Background
Francesco Nitti was born on July 19, 1868, in Melfi in southern Italy.
Francesco Nitti was born on July 19, 1868, in Melfi in southern Italy.
He taught economics at the University of Naples, mak¬ing his specialty the study of the roots of poverty in his home region.
Nitti entered the Chamber of Deputies in 1904 as a Radical. In 1911 he entered the government of Giovanni Giolitti as minister of agriculture, industry, and commerce. He remained until 1914 a staunch supporter of Giolitti, the dominant figure in Italian parliamentary life in the early twentieth century.
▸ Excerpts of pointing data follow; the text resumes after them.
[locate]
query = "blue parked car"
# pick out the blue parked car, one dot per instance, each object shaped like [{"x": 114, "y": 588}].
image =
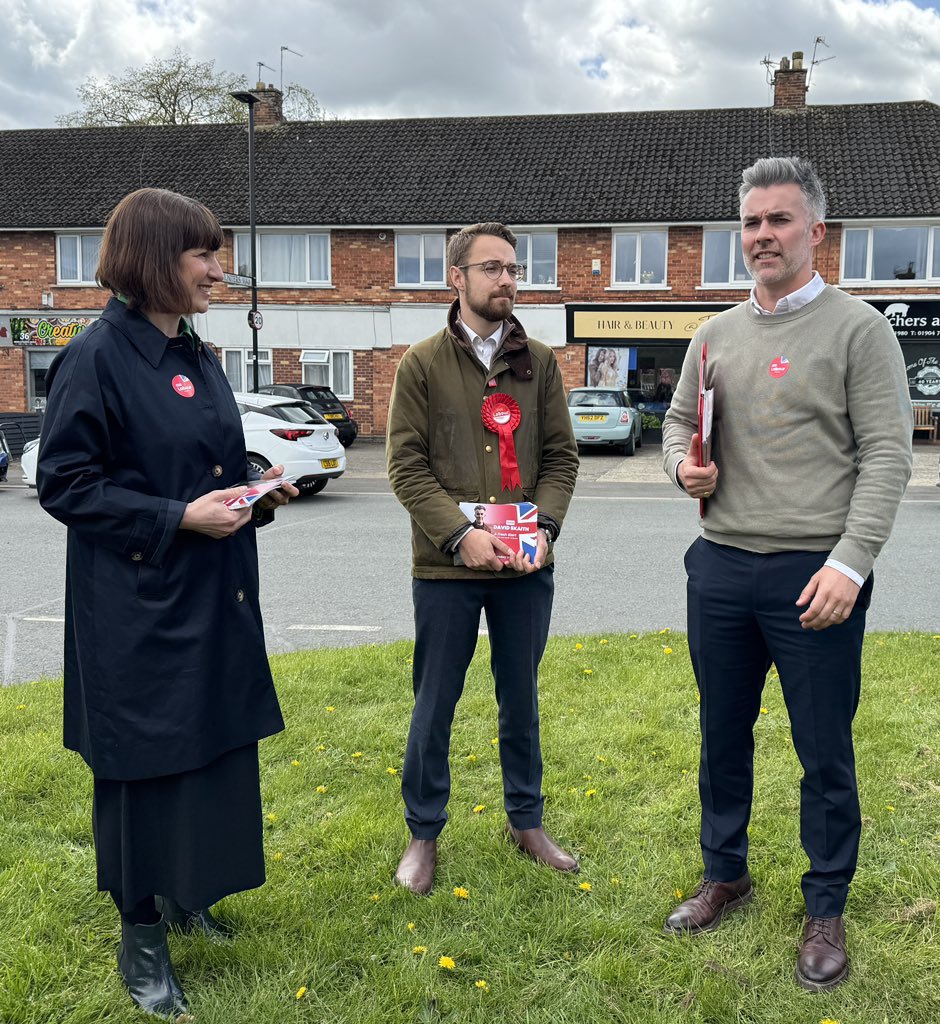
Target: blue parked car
[{"x": 605, "y": 416}]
World War I altered the course of Nitti's political career. Unlike Giolitti he favored Italian participation in the conflict, although he protested the way in which a vocal minority had maneuvered the country into becoming a belligerent one. Unlike such interventionist leaders as Premier Salandra, Nitti saw the war in an ideological framework, as a protection for European democracy against the threat of German militarism rather than as a vehicle for Italian territorial expansion. Nitti remained on the back benches during Italy's first two years in the conflict. He busied himself drawing plans for his homeland's future: he pictured Italy developing, with foreign assistance, into a modern industrial democracy closely linked with Great Britain and France.
In mid-1917 Nitti visited the United States to obtain economic and financial help from the war's newest participant. He returned to find his own stature enhanced. While he had been away, the cabinet of Paolo Boselli was cracking as a result of the crisis precipitated by the enemy victory at Caporetto (October 24). There was talk that Nitti might succeed Boselli. In the end he became instead minister of the treasury in the cabinet of Vittorio Orlando, but his stature in the cabinet was second only to Orlando's. His field of responsibility soon embraced the entire war effort.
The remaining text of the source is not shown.